A History of Swaziland
- Author: J.S.M. Matsebula
- Language: English
- Subject: History of Swaziland (Eswatini)
- Genre: History
- Published: 1972 (1st ed.); 1976 (2nd ed.); 1988 (3rd ed.) Longman Southern Africa, Cape Town
- Publisher: Longman Penguin Southern Africa
- Publication place: South Africa
- Media type: Print
- Pages: 131 (1st ed.); 218 (2nd ed.); 377 (3rd ed.)
- ISBN: 9780582603240

= A History of Swaziland =

1972 book by J.S.M. Matsebula

A History of Swaziland is a history book by Swazi historian and linguist J.S.M. Matsebula. Originally published in 1972, it was republished in multiple editions by Longman Southern Africa, including a third edition in 1988.

==Contents==
It documents the political, social and cultural development of Swaziland (now Eswatini) from its early history through the twentieth century.

Subsequent editions expanded on its historical coverage of Swaziland and became one of the cited accounts of Swaziland's precolonial ethnic formations, colonial encounters and transition into independence.
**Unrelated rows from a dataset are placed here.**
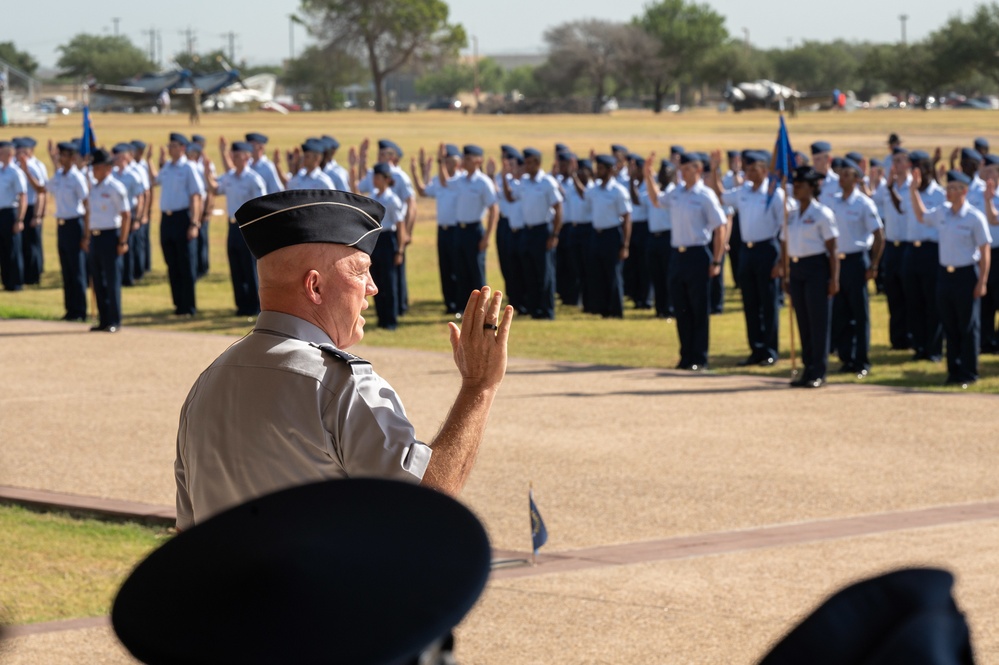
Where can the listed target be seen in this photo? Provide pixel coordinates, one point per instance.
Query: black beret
(302, 216)
(807, 174)
(972, 154)
(100, 156)
(360, 571)
(956, 176)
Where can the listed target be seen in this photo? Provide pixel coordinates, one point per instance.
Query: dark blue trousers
(73, 262)
(579, 246)
(31, 247)
(689, 292)
(990, 305)
(760, 297)
(657, 256)
(11, 256)
(851, 314)
(470, 263)
(446, 255)
(203, 250)
(105, 268)
(181, 256)
(243, 269)
(809, 289)
(386, 276)
(960, 313)
(537, 268)
(506, 251)
(604, 282)
(919, 276)
(894, 288)
(637, 279)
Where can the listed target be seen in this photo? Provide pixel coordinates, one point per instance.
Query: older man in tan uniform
(287, 405)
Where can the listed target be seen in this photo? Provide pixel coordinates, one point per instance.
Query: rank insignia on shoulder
(348, 358)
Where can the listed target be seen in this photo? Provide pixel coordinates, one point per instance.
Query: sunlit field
(638, 340)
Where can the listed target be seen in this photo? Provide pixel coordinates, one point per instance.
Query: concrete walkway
(692, 519)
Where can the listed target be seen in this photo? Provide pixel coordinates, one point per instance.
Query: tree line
(672, 51)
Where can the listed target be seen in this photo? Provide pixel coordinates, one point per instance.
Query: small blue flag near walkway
(539, 534)
(87, 140)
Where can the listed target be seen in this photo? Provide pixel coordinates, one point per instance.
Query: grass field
(638, 340)
(59, 567)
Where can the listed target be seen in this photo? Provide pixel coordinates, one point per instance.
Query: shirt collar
(292, 326)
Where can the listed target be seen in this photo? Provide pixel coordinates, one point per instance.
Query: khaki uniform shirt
(284, 407)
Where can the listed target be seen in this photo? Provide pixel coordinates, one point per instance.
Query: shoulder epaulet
(340, 354)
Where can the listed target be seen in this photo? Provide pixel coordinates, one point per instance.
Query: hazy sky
(39, 26)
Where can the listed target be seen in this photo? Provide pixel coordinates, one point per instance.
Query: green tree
(687, 33)
(108, 59)
(20, 59)
(386, 34)
(319, 73)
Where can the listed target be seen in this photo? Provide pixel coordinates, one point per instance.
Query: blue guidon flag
(782, 164)
(87, 140)
(539, 534)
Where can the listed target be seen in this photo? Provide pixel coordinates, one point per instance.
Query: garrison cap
(99, 156)
(821, 146)
(274, 580)
(851, 165)
(313, 145)
(296, 217)
(386, 144)
(807, 174)
(971, 154)
(956, 176)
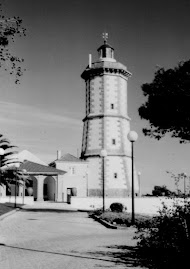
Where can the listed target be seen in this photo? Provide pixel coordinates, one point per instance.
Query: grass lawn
(120, 219)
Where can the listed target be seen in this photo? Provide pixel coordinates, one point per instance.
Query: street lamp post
(184, 178)
(2, 152)
(139, 181)
(15, 168)
(132, 136)
(86, 184)
(103, 155)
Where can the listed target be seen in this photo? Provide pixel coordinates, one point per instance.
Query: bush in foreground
(116, 207)
(164, 240)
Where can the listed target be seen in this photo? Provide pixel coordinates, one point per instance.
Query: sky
(44, 112)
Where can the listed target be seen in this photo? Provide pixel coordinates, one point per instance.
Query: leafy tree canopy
(8, 174)
(168, 103)
(9, 29)
(161, 191)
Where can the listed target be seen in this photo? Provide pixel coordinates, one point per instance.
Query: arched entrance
(49, 189)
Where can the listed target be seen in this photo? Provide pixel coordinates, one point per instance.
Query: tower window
(72, 170)
(113, 141)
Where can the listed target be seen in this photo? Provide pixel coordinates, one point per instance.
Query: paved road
(62, 240)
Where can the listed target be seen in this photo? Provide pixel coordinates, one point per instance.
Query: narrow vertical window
(113, 141)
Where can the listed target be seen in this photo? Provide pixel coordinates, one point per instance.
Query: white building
(106, 126)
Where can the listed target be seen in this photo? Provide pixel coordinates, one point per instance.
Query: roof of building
(27, 155)
(36, 168)
(68, 158)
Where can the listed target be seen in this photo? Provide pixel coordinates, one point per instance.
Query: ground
(60, 240)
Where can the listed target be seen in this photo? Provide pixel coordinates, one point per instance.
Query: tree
(167, 107)
(9, 29)
(8, 173)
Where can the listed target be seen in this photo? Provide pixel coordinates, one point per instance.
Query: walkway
(61, 240)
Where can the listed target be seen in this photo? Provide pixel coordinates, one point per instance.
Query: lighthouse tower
(106, 126)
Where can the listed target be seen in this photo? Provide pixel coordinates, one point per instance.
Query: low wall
(143, 205)
(28, 200)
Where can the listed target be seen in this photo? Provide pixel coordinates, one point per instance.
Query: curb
(105, 223)
(9, 213)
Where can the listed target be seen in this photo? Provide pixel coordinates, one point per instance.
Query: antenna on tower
(105, 37)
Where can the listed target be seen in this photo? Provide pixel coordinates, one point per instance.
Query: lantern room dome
(106, 52)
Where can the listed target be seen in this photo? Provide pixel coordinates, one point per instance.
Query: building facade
(106, 126)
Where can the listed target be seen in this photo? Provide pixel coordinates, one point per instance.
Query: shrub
(116, 207)
(165, 238)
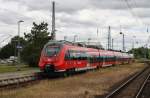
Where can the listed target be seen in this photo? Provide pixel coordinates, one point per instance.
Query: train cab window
(52, 50)
(67, 55)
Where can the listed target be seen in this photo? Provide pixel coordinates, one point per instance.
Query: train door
(88, 60)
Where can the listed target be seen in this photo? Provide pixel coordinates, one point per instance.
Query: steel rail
(110, 95)
(142, 87)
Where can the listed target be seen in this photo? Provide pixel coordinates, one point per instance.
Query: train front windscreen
(52, 51)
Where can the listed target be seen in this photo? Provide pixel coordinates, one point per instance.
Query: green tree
(35, 42)
(10, 49)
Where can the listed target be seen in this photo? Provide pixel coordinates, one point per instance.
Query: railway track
(145, 89)
(132, 87)
(19, 80)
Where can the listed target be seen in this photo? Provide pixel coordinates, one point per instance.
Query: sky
(82, 18)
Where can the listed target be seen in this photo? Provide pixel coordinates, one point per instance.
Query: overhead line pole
(53, 33)
(109, 38)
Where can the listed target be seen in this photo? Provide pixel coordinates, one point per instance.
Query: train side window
(67, 55)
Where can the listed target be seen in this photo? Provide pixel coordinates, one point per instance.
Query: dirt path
(95, 82)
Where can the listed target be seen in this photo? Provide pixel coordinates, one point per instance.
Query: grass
(93, 82)
(12, 68)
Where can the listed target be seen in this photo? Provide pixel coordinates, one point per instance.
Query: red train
(58, 56)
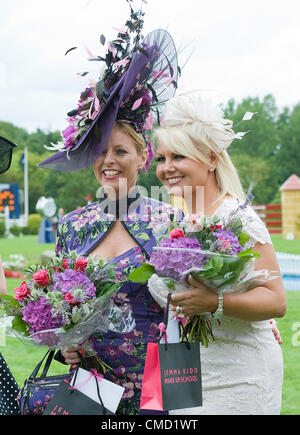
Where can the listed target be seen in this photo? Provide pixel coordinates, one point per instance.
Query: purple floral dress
(82, 230)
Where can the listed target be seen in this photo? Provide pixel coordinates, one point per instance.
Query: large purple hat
(134, 85)
(6, 149)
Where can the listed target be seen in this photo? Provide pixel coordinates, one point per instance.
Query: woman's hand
(195, 301)
(71, 357)
(275, 331)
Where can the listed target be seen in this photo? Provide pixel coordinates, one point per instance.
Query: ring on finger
(179, 311)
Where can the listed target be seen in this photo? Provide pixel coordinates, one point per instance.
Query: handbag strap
(97, 386)
(166, 318)
(50, 354)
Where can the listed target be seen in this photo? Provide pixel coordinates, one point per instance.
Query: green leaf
(143, 236)
(18, 324)
(243, 238)
(249, 253)
(142, 274)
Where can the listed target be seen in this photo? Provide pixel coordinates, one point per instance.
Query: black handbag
(37, 391)
(70, 401)
(172, 375)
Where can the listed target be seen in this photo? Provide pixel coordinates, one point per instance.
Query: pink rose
(65, 264)
(81, 264)
(41, 277)
(69, 298)
(177, 233)
(22, 292)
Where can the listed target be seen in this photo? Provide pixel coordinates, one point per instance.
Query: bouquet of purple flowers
(210, 250)
(65, 302)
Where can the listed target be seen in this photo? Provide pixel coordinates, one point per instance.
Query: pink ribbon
(92, 372)
(163, 330)
(182, 320)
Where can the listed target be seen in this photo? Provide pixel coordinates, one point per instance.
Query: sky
(234, 49)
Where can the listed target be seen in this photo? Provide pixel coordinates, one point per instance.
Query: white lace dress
(242, 370)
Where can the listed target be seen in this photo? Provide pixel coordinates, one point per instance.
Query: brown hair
(138, 138)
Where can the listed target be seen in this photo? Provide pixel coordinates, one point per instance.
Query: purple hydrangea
(226, 243)
(39, 316)
(173, 263)
(76, 283)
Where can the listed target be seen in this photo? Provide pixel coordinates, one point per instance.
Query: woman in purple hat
(242, 368)
(108, 130)
(9, 388)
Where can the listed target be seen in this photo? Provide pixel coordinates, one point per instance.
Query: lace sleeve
(252, 223)
(255, 228)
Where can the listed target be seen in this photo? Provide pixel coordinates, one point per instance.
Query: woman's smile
(111, 174)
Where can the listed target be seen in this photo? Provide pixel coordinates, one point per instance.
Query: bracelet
(219, 311)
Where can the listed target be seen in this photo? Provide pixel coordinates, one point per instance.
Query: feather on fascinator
(138, 78)
(6, 149)
(206, 117)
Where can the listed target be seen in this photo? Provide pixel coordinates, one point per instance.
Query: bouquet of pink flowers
(210, 250)
(65, 302)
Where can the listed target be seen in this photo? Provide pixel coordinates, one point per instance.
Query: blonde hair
(195, 129)
(138, 138)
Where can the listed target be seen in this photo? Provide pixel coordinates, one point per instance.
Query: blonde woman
(8, 385)
(242, 370)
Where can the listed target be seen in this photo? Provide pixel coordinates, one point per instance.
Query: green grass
(23, 358)
(288, 246)
(27, 246)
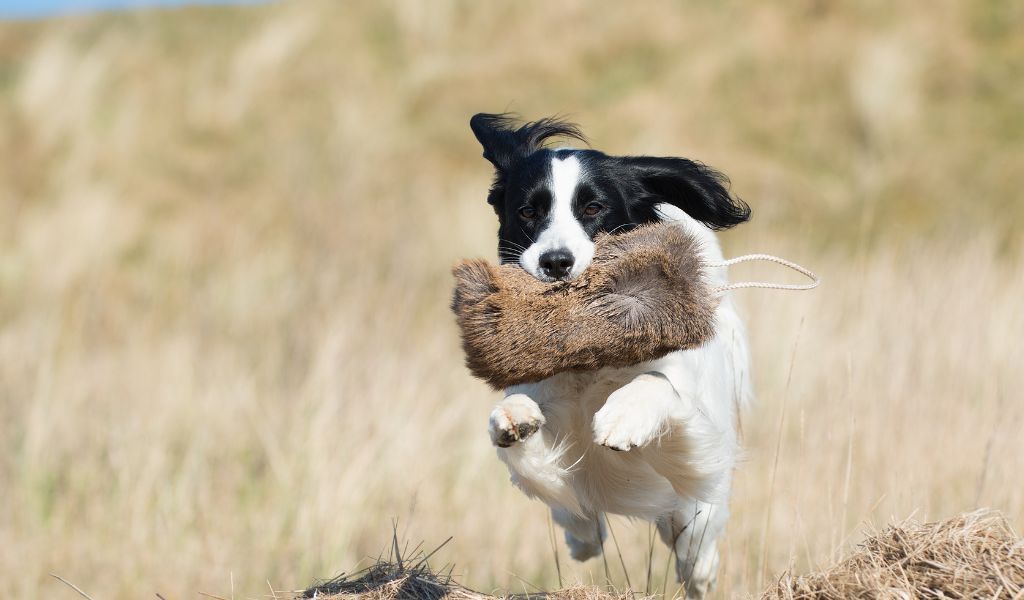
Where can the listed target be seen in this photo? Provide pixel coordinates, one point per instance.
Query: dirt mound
(973, 555)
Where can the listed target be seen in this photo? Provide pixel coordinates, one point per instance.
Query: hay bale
(973, 555)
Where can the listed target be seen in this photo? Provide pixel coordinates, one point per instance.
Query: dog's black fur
(617, 194)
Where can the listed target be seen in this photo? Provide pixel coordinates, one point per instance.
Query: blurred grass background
(225, 354)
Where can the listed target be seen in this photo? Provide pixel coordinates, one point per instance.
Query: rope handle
(815, 281)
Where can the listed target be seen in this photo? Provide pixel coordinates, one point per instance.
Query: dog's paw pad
(514, 420)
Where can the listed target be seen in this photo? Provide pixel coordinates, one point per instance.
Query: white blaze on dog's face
(563, 249)
(552, 203)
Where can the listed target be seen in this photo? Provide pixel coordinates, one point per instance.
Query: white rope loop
(815, 281)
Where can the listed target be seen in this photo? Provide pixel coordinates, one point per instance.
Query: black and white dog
(674, 420)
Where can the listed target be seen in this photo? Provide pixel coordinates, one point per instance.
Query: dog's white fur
(564, 231)
(656, 440)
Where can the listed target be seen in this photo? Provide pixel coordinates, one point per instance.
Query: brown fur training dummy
(642, 297)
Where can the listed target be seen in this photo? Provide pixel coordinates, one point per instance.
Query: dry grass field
(225, 233)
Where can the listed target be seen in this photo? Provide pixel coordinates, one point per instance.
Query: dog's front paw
(514, 419)
(634, 415)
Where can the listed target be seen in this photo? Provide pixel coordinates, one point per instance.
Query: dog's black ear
(696, 188)
(505, 141)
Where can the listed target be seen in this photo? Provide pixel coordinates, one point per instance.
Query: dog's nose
(556, 263)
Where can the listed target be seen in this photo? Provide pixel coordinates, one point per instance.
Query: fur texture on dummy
(642, 297)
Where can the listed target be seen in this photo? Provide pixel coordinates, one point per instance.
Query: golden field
(226, 357)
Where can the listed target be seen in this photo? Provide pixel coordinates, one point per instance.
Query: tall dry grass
(225, 354)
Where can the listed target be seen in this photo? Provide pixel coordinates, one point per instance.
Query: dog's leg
(514, 419)
(584, 536)
(692, 532)
(636, 414)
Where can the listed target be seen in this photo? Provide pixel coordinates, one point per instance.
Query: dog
(656, 440)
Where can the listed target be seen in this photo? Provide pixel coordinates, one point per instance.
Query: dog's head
(551, 203)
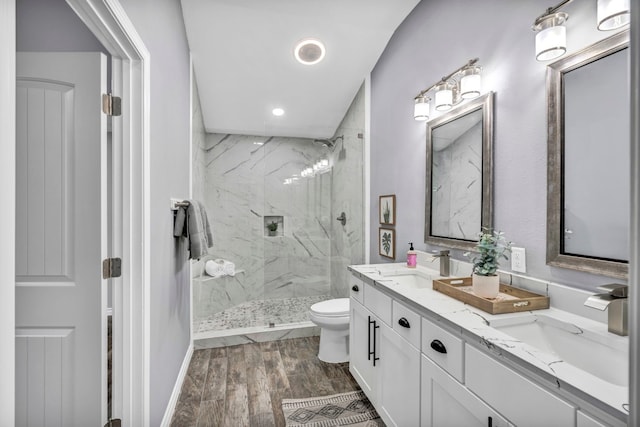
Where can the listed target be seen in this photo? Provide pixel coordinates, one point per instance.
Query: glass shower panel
(296, 260)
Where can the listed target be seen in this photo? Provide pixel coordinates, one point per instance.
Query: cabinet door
(521, 400)
(362, 335)
(399, 367)
(447, 403)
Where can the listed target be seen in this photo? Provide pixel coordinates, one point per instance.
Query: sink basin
(601, 354)
(407, 279)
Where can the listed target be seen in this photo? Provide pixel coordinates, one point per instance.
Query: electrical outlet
(518, 260)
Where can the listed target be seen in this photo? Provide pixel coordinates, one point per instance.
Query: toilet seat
(338, 307)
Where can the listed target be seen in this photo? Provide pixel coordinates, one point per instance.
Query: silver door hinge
(111, 268)
(111, 105)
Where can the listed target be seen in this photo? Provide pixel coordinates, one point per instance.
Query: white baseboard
(173, 400)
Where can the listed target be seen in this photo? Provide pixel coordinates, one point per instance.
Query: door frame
(107, 20)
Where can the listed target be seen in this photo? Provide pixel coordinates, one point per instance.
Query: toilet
(332, 316)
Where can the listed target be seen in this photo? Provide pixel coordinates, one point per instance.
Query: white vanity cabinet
(399, 366)
(519, 399)
(382, 361)
(361, 348)
(447, 403)
(418, 370)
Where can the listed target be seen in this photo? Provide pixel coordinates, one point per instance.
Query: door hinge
(111, 105)
(111, 267)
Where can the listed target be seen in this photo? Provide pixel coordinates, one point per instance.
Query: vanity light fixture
(613, 14)
(551, 37)
(463, 83)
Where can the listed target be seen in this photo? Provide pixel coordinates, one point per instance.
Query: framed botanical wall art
(387, 208)
(387, 242)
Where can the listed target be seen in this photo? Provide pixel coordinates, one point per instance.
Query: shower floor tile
(260, 313)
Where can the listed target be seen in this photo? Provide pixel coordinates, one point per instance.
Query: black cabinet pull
(374, 343)
(438, 346)
(369, 338)
(404, 322)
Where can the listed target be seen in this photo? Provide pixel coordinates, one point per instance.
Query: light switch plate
(518, 260)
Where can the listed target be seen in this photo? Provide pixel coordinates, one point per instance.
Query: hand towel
(199, 230)
(220, 267)
(213, 268)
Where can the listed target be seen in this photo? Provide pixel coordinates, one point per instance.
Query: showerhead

Its contents span topics from early inhabitants and the early formation of political units in the region to reigns of major Swazi leaders such as King Dlamini III, King Ngwane III, King Ndvungunye, Sobhuza I, King Mswati II and King Mbandzeni to era of British and Boer colonial administrations during the reigns of King Bhunu and King Sobhuza II.